Transitional justice processes and victims in the diaspora
Many victims fled from Mugabe and his top leadership, including Mnangagwa. Some have been living in the diaspora for decades. Recently, victims living in South Africa protested about Gukurahundi when Mnangagwa visited South Africa to discuss business deals. This raises the fundamental question that has been ignored so far in Mnangagwa’s attempt on achieving transitional justice: are victims living in the diaspora catered for in these processes? The Act is silent on this salient issue.
Inevitably, some victims living in the diaspora are unwilling to return and participate in a process that is presided over by those who victimised them. Transitional justice processes in Zimbabwe may be ineffective unless steps are taken to also cater for victims in the diaspora because a national healing process must be all-inclusive.
Those who fled from ZANU PF’s reign of terror and sought political and economic refuge in foreign countries are as equal victims as those who are in Zimbabwe. When major events happen in Zimbabwe, such victims seek to reconnect with their home country. Nothing better symbolises participation of a person in the affairs of their own country than the exercise of the right to vote. Mnangagwa continues to deny millions of diasporans this right to vote. It is important for the GoZ to understand the relatedness of things in this regard. Hopefully, the Constitutional Court of Zimbabwe that reserved judgment on diaspora vote on 14 March 2018 will be able to see the bigger picture.
Institutions that are tasked with transitional justice process must realise the unique and yet precarious situation of diasporan victims. It should not be a case of “out of sight out of mind” when it comes to diasporan victims. As a recommendation, the GoZ should appoint Commissioners to be stationed in certain foreign states to service diasporan victims. As for the consideration that transitional justice processes may not succeed if those accused of human rights violations are still in power, some may ask whether the processes should be deferred until such time when they are no longer in power. Of course, the immediate response may as well be the legal cliché “justice delayed is justice denied”. However, as once observed by Whiting, in certain situations, justice delayed may as well be justice delivered. Unless the Mnangagwa administration has genuine political will to account for past misdeeds, it is unhelpful to carry out transitional justice processes that are just a sham. Genuine political will can be proven by publishing the earlier Commissions reports and divulging the whereabouts of victims of enforced disappearances, such as Itai Dzamara. Itai is a human rights activist who became a victim of enforced disappearance for his criticism of Mugabe.
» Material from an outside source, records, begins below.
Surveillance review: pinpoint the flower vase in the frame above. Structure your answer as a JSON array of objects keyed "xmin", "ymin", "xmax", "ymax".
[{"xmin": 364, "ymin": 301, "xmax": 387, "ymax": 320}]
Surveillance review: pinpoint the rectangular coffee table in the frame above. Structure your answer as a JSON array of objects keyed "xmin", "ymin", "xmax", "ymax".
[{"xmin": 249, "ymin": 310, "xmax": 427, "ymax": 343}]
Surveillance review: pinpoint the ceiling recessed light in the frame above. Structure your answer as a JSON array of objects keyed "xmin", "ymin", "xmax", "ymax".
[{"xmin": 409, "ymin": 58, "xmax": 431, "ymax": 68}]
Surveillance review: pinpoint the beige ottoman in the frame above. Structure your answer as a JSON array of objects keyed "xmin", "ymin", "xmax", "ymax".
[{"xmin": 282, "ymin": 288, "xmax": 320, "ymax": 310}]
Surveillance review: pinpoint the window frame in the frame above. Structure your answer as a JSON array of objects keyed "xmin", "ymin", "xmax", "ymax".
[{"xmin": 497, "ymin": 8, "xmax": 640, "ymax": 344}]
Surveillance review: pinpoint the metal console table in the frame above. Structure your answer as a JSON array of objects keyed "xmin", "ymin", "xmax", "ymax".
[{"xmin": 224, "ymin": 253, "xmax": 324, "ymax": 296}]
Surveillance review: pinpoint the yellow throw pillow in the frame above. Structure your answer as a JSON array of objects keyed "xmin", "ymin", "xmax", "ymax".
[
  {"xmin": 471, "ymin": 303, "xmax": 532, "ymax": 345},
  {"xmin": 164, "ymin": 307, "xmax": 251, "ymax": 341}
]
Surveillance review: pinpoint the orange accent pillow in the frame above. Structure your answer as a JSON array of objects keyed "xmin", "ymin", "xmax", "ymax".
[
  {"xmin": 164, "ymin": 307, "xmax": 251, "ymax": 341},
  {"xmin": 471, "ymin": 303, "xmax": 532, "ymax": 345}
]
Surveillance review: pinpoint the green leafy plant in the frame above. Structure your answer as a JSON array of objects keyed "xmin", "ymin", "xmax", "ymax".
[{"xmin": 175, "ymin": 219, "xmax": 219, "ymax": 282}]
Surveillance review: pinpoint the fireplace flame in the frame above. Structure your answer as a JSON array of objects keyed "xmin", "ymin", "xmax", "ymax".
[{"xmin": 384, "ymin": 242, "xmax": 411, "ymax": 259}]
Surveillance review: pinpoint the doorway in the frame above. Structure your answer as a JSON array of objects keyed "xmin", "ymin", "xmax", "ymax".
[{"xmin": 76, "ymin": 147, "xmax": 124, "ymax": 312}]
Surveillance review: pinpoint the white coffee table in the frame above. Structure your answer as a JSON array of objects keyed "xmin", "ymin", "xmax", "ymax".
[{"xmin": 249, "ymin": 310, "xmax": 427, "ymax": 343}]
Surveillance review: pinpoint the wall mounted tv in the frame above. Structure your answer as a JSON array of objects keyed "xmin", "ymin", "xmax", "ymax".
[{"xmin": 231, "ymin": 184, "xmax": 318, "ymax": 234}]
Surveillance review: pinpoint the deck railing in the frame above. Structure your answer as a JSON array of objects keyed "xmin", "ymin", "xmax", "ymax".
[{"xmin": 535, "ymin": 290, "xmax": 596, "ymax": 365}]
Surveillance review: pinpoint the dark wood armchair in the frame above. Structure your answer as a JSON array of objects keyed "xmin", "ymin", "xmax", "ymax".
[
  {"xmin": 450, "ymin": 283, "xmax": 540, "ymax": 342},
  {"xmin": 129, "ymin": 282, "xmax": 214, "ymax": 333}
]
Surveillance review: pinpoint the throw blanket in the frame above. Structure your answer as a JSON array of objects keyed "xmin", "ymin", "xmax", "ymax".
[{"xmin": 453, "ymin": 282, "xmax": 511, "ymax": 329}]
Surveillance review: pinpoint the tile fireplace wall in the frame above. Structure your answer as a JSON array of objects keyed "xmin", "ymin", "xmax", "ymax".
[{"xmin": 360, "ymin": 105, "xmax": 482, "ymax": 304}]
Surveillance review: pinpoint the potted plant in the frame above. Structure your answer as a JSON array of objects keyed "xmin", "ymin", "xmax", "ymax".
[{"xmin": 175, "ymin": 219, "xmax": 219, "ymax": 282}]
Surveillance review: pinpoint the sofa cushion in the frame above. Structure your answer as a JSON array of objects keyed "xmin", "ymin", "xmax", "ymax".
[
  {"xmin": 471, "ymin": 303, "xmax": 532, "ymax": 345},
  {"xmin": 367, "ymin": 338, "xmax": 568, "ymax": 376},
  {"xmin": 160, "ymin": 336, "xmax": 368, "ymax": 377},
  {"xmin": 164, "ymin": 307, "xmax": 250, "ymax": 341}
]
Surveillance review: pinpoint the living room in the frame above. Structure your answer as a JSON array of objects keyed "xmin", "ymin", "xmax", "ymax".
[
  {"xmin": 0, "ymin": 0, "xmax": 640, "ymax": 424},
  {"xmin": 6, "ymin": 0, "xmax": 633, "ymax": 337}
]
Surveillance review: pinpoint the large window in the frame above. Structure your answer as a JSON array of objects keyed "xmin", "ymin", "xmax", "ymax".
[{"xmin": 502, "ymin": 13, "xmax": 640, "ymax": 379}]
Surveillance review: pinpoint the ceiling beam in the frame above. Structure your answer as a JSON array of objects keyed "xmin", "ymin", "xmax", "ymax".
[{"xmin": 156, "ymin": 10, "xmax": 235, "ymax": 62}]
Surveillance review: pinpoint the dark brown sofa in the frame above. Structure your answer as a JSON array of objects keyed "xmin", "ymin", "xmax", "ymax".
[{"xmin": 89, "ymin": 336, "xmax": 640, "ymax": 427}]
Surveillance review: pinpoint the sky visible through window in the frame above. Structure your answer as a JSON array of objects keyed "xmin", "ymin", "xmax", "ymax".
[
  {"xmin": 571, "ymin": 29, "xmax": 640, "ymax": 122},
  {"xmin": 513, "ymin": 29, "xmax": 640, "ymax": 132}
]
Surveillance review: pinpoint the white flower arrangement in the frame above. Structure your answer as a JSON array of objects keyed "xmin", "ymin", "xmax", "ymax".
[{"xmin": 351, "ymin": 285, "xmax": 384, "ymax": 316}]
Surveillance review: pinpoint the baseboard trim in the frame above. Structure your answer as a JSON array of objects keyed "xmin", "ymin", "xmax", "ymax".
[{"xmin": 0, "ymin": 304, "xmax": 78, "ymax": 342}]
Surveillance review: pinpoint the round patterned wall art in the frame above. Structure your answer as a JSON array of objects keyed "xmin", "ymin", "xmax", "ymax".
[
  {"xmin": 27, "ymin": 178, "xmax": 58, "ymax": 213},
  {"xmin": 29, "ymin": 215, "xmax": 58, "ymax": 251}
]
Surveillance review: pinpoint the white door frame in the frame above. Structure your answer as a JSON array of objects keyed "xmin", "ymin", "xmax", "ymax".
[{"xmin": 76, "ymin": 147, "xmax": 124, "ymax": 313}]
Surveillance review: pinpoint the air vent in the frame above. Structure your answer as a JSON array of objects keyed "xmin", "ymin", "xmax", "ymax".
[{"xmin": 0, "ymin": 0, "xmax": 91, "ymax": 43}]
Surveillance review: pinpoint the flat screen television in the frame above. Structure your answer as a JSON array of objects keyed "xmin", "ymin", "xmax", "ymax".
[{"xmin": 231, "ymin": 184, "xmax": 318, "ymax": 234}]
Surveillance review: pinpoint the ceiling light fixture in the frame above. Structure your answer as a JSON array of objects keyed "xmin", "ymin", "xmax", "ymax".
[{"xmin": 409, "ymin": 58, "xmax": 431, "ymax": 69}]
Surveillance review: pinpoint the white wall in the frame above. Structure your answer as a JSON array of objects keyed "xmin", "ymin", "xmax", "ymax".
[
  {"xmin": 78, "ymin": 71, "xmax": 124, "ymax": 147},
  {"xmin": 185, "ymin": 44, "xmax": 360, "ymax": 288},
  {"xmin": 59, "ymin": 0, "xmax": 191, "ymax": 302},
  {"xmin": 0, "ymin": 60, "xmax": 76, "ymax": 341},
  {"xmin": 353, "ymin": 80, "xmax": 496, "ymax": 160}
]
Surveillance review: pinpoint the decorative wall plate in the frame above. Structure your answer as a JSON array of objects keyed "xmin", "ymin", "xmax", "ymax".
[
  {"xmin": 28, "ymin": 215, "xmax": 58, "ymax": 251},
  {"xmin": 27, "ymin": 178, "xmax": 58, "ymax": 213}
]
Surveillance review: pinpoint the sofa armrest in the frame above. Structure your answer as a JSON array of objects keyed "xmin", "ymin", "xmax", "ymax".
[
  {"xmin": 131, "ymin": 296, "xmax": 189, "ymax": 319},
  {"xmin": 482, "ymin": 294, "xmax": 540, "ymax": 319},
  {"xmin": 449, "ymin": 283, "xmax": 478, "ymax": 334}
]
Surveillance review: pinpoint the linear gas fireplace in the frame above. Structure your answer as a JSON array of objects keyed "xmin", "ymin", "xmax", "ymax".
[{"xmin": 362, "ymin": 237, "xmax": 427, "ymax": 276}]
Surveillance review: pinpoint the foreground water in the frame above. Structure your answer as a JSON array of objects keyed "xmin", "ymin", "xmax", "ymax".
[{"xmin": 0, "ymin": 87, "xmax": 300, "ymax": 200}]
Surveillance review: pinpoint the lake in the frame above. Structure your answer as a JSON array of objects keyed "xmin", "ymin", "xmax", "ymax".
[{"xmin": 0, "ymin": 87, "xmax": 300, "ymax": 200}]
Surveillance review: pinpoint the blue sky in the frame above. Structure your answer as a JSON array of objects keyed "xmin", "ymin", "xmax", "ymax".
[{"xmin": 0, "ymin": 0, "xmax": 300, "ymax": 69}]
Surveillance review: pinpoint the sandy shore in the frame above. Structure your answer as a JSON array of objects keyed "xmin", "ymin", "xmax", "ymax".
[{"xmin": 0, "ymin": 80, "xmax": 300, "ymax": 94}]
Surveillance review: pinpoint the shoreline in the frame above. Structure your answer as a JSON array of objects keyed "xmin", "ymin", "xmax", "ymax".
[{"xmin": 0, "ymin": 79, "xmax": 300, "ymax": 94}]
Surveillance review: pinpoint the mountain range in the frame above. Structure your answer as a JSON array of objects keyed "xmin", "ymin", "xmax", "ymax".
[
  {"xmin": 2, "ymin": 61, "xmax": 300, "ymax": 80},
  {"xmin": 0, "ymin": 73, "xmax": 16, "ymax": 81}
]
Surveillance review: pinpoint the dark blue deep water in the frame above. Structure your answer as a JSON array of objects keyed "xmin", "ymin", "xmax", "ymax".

It is understandable that victims want to hear the truth right away. The question, however, is whether they can get to know the truth under the current administration. A situation where human rights violators remain in power and seek to preside over transitional justice processes that are meant to redress the victim is like the case of a thief that pleads clemency for committing the crime but demands to keep the loot.The GoZ “fired the shots” and the citizens “caught the bullets”. At the moment, it is like the GoZ is attempting to stitch the “bullet wounds” without removing the bullets that are lodged in the citizens’ bodies. That is a flawed healing process.